Storage System Alerts and Recommended Actions

This document details the various alert rules configured within the system, providing information on their impact, potential causes, and recommended actions.

ALERT_1401: [SECOR]: High Disk Usage Detected

Severity: critical

Affected System: Secor Storage

Impact Summary: "High disk usage in Secor can delay saving processed data into the system

Causes:

The system is running out of disk space.
Volume autoscaling might be disabled.
Volume autoscaling may have failed due to threshold limits, subject to cloud provider limitations on scaling frequency.
A high volume of data is being written to the persistent storage.
A lot of old or unused data is accumulated in the PV.

Actions:

Enable the auto scaling of volume.
Increase the volume size of the secor system.
Adjust the volume autoscaler to a higher threshold percentage. This proactive measure will increase volume at a greater utilization level, preventing frequent scaling.
Increase the PV size if needed.
For more assistance, contact the administrative support.

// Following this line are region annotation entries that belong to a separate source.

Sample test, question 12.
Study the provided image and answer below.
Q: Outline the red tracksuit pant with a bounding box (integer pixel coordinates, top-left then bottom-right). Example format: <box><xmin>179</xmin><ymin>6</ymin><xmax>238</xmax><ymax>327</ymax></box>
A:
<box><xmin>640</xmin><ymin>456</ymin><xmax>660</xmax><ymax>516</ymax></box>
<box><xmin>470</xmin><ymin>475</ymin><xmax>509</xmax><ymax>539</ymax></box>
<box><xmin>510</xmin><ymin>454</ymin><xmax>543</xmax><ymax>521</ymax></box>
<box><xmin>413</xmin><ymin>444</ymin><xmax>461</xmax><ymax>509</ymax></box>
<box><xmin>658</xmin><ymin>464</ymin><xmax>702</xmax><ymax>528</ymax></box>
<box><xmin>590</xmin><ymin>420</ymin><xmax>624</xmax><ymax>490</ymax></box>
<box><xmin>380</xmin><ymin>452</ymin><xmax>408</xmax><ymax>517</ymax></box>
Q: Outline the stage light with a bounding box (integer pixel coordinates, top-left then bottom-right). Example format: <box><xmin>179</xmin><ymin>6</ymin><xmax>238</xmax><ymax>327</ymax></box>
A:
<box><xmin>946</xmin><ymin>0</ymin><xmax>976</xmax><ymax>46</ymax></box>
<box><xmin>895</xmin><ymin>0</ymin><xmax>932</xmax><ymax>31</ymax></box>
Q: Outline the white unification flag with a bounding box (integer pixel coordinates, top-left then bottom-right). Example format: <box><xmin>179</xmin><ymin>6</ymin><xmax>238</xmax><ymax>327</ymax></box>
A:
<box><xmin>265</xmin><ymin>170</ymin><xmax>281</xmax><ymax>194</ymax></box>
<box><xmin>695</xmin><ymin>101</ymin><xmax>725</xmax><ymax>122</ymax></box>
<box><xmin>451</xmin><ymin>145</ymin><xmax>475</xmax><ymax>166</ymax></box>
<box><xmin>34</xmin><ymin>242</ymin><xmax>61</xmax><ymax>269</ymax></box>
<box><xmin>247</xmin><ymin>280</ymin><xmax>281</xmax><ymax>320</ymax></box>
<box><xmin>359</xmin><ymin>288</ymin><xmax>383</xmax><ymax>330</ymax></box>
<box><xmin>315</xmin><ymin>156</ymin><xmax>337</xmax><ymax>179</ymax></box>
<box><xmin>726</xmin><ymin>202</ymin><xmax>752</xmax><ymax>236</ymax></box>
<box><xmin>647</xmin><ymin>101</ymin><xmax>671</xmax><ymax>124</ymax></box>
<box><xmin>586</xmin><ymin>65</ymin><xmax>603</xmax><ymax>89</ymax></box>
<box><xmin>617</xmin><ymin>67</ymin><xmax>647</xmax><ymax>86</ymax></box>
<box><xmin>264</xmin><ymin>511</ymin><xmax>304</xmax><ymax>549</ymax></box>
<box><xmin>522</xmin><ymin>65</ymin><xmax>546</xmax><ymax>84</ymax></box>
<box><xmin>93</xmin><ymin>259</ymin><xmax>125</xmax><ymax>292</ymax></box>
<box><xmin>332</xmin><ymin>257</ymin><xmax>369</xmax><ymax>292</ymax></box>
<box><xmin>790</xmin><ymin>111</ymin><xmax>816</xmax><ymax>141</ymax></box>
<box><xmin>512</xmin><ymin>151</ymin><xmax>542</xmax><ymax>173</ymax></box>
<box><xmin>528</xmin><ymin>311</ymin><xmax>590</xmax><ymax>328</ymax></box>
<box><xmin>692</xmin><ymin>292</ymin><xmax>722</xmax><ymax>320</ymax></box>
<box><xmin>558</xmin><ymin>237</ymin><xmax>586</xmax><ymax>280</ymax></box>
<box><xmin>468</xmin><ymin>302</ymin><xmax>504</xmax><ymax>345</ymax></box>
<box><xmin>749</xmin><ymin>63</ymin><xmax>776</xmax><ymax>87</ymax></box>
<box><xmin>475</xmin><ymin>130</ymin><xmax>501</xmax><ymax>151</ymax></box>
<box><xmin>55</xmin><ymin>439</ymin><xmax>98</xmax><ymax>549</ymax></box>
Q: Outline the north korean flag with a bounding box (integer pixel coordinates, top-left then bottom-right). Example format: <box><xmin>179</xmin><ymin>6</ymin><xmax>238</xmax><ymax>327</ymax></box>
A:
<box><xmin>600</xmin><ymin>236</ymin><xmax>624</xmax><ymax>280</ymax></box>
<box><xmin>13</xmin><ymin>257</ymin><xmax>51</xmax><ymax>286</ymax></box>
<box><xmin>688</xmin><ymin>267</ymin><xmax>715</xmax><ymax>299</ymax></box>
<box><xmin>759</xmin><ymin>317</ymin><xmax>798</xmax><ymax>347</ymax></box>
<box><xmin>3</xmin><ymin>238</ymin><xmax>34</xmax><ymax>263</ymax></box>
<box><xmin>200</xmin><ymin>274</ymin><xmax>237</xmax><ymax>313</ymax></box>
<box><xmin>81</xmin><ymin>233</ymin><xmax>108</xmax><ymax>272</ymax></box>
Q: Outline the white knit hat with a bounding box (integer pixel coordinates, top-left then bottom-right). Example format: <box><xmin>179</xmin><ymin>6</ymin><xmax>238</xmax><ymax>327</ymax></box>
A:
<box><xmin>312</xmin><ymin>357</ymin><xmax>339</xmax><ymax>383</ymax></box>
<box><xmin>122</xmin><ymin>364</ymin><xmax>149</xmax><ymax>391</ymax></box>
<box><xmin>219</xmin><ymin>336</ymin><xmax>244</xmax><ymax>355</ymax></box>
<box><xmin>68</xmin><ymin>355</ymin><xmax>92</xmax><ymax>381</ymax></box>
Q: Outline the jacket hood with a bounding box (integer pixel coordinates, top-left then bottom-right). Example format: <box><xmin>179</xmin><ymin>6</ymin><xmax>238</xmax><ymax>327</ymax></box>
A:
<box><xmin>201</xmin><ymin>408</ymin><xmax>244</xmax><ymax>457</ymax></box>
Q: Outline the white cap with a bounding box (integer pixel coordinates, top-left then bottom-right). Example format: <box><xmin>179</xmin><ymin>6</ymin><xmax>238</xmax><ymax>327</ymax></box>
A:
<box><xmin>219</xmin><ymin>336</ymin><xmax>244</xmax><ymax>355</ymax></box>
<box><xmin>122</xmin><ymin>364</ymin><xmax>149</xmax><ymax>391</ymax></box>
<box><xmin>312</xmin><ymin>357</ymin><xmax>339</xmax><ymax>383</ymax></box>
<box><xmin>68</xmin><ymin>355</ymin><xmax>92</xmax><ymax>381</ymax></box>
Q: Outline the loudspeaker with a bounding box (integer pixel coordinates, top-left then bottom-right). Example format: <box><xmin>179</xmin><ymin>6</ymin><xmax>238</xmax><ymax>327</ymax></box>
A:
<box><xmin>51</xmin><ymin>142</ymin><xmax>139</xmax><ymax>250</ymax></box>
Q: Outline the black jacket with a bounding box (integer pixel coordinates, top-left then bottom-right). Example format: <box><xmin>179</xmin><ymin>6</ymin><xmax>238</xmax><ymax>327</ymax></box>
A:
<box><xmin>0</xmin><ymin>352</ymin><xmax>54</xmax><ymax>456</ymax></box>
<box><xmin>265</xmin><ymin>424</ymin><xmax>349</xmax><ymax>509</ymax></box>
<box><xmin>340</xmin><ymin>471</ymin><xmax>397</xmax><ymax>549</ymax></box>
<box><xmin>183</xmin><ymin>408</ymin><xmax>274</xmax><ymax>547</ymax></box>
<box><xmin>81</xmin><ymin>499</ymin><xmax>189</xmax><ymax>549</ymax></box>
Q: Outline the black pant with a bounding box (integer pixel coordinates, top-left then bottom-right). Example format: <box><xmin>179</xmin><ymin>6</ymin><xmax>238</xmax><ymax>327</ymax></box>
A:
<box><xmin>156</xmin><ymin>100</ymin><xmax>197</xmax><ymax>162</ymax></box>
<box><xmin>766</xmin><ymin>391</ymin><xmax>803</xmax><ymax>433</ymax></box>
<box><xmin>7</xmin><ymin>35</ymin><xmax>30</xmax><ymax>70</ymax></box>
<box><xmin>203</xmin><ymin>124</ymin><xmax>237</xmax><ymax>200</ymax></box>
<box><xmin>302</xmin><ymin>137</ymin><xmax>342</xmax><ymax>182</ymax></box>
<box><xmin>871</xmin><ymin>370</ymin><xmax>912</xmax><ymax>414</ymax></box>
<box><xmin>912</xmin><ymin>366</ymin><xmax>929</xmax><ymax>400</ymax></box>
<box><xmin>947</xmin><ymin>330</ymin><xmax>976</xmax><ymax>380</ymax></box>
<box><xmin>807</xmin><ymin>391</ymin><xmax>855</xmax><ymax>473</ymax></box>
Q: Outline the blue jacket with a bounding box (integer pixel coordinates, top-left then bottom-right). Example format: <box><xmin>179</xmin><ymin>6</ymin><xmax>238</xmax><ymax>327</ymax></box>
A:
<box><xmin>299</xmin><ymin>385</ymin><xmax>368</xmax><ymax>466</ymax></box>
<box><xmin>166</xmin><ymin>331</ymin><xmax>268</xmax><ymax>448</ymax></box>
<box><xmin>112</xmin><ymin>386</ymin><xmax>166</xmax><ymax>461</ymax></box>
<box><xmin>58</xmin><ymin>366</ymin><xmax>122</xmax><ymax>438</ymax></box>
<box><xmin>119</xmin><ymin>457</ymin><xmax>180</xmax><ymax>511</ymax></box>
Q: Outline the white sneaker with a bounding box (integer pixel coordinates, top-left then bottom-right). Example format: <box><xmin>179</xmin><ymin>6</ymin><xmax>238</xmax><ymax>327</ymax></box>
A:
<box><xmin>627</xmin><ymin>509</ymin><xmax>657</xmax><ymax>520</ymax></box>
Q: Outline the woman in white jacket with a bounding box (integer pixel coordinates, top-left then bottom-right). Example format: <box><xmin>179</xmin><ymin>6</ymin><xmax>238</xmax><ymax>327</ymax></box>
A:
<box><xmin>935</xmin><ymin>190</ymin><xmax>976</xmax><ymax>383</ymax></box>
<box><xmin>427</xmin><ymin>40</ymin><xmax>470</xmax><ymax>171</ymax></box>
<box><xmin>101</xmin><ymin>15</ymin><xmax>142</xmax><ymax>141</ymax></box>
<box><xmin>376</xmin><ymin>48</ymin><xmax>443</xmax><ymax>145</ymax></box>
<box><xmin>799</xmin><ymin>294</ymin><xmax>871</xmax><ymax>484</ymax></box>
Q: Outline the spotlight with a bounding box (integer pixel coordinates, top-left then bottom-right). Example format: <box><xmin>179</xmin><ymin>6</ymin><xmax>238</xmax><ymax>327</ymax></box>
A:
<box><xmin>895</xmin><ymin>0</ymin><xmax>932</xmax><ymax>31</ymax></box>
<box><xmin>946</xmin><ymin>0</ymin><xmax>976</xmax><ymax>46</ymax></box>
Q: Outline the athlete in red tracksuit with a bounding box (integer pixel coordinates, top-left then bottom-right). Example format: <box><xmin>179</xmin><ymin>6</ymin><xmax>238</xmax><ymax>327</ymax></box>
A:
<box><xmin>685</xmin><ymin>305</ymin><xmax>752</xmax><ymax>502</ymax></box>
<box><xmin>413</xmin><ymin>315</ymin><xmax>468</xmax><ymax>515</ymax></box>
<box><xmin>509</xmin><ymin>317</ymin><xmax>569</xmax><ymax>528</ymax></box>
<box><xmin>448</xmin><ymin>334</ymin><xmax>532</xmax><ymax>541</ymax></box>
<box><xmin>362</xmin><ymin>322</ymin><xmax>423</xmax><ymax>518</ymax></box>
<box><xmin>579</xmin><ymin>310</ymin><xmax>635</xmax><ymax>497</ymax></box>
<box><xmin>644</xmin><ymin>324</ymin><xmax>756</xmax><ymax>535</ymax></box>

Component: Storage: Secor[]

ALERT_1402: [PERSISTENT VOLUMES]: Storage volume resize request not processed by autoscaler

Severity: critical

Affected System: Persistent Volumes Storage

Impact Summary: The volume autoscaler failed to process the request to increase storage capacity, which may lead to system instability.

Causes:

Persistent Volume (PV) Resizing is ignored by the Volume Autoscaler.
The available storage in the cluster is insufficient to resize PV.
The volume autoscaler might not be enabled.

Actions:

Review the ignored PVs and verify if they are intentionally excluded from auto-scaling by the auto scaler.
Check if autoscaler is enabled and configured properly.
Ensure there is enough free storage in the cluster.
For more assistance, contact the administrative support.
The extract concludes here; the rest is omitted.